The fact is that most of the faces streaming across our TV sets for the past 7 days are a disheartened, suffering shade of brown. This is no coincidence; the white people packed up their families and cars and booked it out of town. Those without the resources to leave were left to their own devices. No busses were sent into these rural communities and housing projects to evacuate the poor without cars and money to get anywhere else. Yet the director of FEMA claims that those who drowned in flooded out homes were responsible for their own deaths. After survivors waited three days with no sign of food, water, or rescue in sight, they took matter into their own hands and were threatened with assault rifles for “looting” potato chips and bottled water. Even the mayor of New Orleans cared more about the inventory at Walgreen’s than about rescuing his own people.
Meanwhile, where is the National Guard? Besides the fact that many, many of them are currently busy in Iraq, the ones who remained didn’t come until Thursday. What a coincidence that this was also the day that Bush decided to cut his vacation short and take a little trip down tuh’ Biloxi. I suppose it was the least he could do to go back to work early; our Vice-President sure as hell didn’t. He reported that he could work fine from his Wyoming ranch, and considering that he’s almost dead anyway, I guess this was the best we could hope for. Unlike our mainstream media, foreign reporters and a few brave Americans have not hesitated to notice the fishy circumstances surrounding the presidental tour: the fleets of busses that suddenly arrived but never came back, the fake food distribution points set up to decorate official photos, the spontaneous and short-lived “levee repair.” As soon as he left, conditions swifty returned to abnormal and frustration and desperation rose ever higher. To make matters worse, our leaders won’t accept from others the aid they refuse to provide: FEMA reports that offers of aid from at least 60 other nations have all been denied, with no logical reason or explanation in sight.

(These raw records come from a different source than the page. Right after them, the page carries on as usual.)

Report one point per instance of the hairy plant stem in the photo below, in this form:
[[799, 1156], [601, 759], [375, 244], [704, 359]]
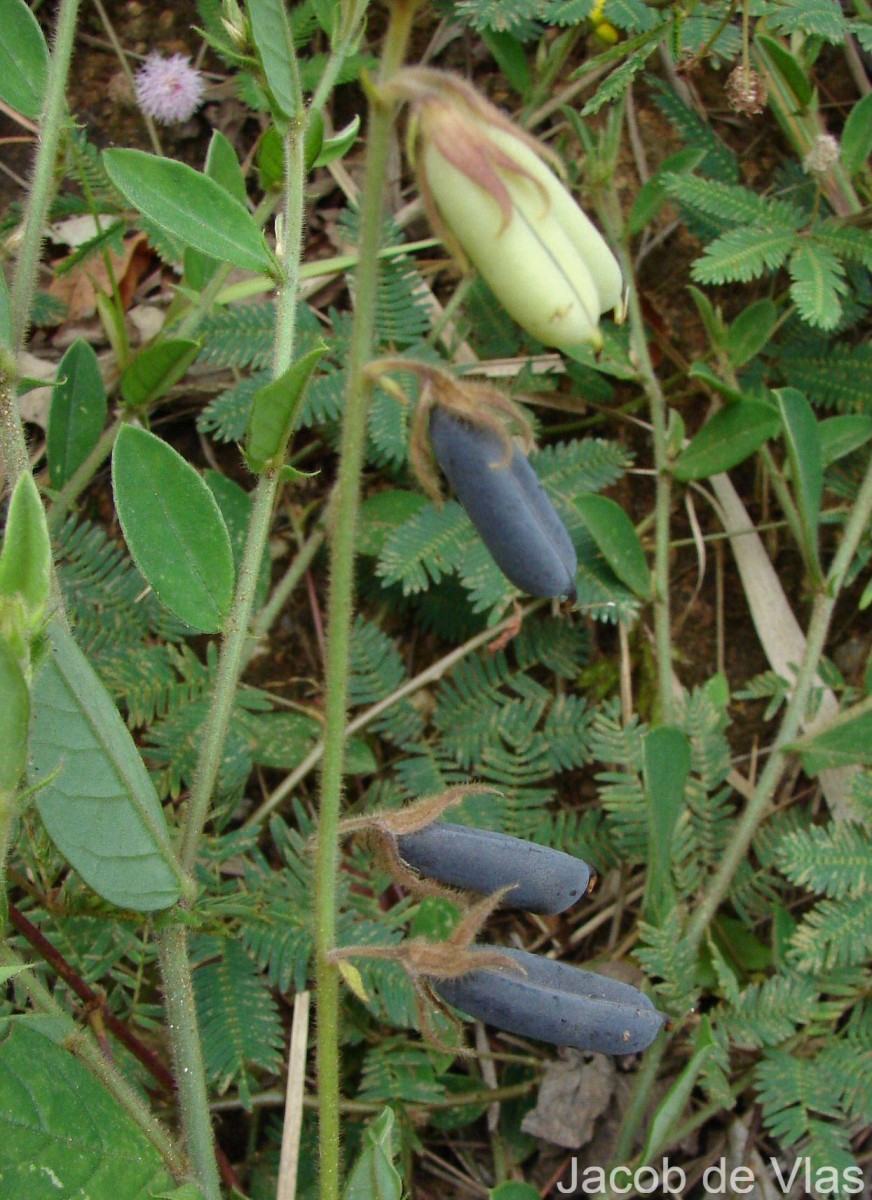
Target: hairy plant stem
[[13, 445], [175, 965], [80, 1043], [180, 1008], [430, 676], [286, 586], [759, 804], [662, 503], [341, 603], [236, 633]]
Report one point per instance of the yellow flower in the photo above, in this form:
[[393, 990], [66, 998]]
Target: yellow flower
[[495, 203]]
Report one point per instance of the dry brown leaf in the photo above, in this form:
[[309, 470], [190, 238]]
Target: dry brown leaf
[[78, 288], [576, 1090]]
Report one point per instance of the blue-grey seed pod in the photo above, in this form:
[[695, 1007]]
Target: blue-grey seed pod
[[542, 880], [507, 505], [558, 1003]]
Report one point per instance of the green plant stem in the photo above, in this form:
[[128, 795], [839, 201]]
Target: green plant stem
[[13, 445], [426, 678], [276, 1098], [341, 601], [83, 474], [761, 799], [80, 1043], [236, 633], [639, 1099], [187, 1057], [662, 504], [174, 959], [286, 586]]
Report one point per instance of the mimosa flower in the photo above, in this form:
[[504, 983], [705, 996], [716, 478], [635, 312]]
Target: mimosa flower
[[169, 90], [497, 204]]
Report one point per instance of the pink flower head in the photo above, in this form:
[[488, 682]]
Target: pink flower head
[[169, 90]]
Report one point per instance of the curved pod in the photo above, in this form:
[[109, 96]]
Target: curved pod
[[558, 1003], [542, 880], [507, 505]]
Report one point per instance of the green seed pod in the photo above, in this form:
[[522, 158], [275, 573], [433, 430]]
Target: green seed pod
[[507, 505]]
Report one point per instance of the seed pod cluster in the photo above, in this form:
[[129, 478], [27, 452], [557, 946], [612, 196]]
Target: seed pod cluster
[[527, 994], [557, 1002], [507, 505]]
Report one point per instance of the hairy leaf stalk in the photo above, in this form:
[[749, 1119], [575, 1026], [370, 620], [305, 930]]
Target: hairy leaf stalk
[[341, 604], [174, 958], [12, 443]]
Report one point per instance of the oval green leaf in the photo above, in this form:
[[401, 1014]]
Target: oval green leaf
[[617, 541], [841, 436], [96, 798], [174, 529], [190, 207], [729, 437], [666, 767], [23, 59], [274, 412], [13, 726], [857, 136], [77, 414], [5, 316], [750, 331], [789, 67], [806, 469], [222, 166], [25, 561], [62, 1133], [275, 43], [154, 371], [373, 1175]]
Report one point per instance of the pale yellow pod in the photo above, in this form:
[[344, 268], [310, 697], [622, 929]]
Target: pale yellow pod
[[581, 231], [530, 262]]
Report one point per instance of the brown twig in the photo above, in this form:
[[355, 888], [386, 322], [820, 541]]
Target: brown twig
[[95, 1003]]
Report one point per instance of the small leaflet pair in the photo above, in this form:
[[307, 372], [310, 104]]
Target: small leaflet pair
[[546, 1000], [507, 505]]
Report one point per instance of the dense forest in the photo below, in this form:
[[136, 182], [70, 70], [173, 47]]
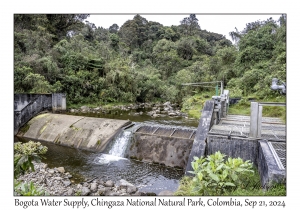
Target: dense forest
[[141, 60]]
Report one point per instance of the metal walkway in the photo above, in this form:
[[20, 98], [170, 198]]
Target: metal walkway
[[167, 131], [272, 129]]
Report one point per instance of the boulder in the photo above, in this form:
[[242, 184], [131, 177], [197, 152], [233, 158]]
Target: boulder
[[85, 191], [109, 183], [61, 169]]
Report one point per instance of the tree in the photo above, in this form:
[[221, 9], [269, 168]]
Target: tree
[[190, 25], [113, 28], [60, 24], [185, 48]]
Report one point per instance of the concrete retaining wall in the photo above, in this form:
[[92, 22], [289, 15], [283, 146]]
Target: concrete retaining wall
[[28, 105], [234, 147], [74, 131], [166, 150], [199, 143]]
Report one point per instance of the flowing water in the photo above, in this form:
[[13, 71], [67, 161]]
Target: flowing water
[[113, 163]]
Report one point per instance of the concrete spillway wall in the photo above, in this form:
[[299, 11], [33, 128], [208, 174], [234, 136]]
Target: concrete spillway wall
[[74, 131], [170, 151], [26, 106]]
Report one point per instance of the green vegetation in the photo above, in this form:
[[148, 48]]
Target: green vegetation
[[28, 189], [213, 176], [24, 155], [143, 61]]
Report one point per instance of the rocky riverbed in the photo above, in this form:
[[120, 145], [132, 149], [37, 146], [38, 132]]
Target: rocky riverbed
[[57, 182]]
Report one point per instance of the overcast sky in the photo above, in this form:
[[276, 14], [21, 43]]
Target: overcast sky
[[222, 24]]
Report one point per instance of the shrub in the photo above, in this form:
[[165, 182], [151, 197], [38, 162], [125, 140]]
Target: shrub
[[28, 189], [25, 153], [214, 176]]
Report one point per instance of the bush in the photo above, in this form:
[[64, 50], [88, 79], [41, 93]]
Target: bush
[[25, 153], [214, 176], [28, 189]]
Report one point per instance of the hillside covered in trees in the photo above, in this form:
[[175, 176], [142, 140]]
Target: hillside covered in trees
[[141, 60]]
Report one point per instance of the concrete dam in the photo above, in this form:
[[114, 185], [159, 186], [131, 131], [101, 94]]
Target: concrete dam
[[256, 138]]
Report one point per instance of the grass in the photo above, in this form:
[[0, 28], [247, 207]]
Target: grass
[[251, 189], [243, 108]]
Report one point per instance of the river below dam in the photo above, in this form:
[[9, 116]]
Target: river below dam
[[113, 163]]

Politicians and pundits both at home and abroad keep asking, “this is America! How could something like this happen here?” To them I reply, exactly. This is America. What else did you expect? What many fail to understand is that America has since the middle of the last century propped itself up to be the picture of idyllic, enlightened society. Picture being the operative word. Rather than actually being the “best country in the world,” we are far more concerned with being able to say it and have the rest of the world believe us and use political spin and token figures to pretend that racism, poverty, and governmental apathy and ineptitude simply don’t exist here.
Well, over the past week, the mask of America has been washed away just as quickly and completely as our Gulf Coast. Right now there is a lot of anger and dissapointment with the powers and conditions that be, but what will happen to that emotion in two weeks? A month? Will we allow ourselves to again be distracted by panic and fear as we have been in the past, or will we, as a nation of thinking, compassionate, brave people finally say enough is enough and force the people we’ve entrusted as leaders to repair our terribly ineffective infastructure and be about what they talk about?
The revolution is in front of our faces in 24-hour Trinitron color. Even Bill O’Reilly is disgusted. I think it’s safe to say that the whole world is aware that the U.S. is not an infallible well oiled machine. We’re a big shiny Buick with a busted transmission and a rusted motor. I just hope we’ve finally worked up enough anger and guts to grab a wrench and get to fixing.